The hackathon was not only a test of our technical skills but also a fantastic learning opportunity:

Deep Dive Gemini's features and Fetch.ai framework: We gained deeper insights into the practical applications of artificial intelligence and the Internet of Things within the healthcare sector. Working with technologies like Gemini API and Fetch.AI gave us firsthand experience in how these tools can be leveraged for real-world solutions.
The Power of Agent-Based Architectures: Learning to utilize Fetch.AI taught us about the efficiency and scalability of agent-based systems, especially in decentralized settings, which will be invaluable for future projects.
Challenges of Hardware Integration: We learned that integrating software with physical devices like a 3D-printed arm involves unexpected challenges, from hardware compatibility issues to real-time data processing.
Adaptability and Innovation: Adapting our strategies in response to technical hurdles and time constraints was crucial. This experience has enhanced our problem-solving skills and our ability to innovate under pressure.

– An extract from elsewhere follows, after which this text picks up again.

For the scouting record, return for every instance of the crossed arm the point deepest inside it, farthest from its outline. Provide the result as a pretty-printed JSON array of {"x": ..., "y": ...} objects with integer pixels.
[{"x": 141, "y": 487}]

What's next for Agent Acumen

Expanded Task Capabilities: Broader Task Integration: Develop the robotic arm's ability to handle a wider range of healthcare tasks, enhancing its utility and versatility. Learning and Adaptation: Implement machine learning to improve performance based on interaction data, enhancing precision and responsiveness over time.
Technological Enhancements: Enhanced Sensory Perception: Integrate advanced sensors to improve interaction capabilities with different materials and environments.
Scalability and Customization: Modular Design: Evolve into a modular system allowing for specific customizations and easy maintenance. Scalable Deployment Models: Create various models to suit different healthcare environments, from clinics to emergency field operations.
Collaboration and Partnerships: Industry Partnerships: Forge partnerships with healthcare facilities and medical device manufacturers to tailor functionalities to specific needs. Academic Collaborations: Engage with academic institutions for research and development of new applications.
Market Expansion: Beyond Healthcare: Explore uses in other precision-required fields such as laboratories or manufacturing.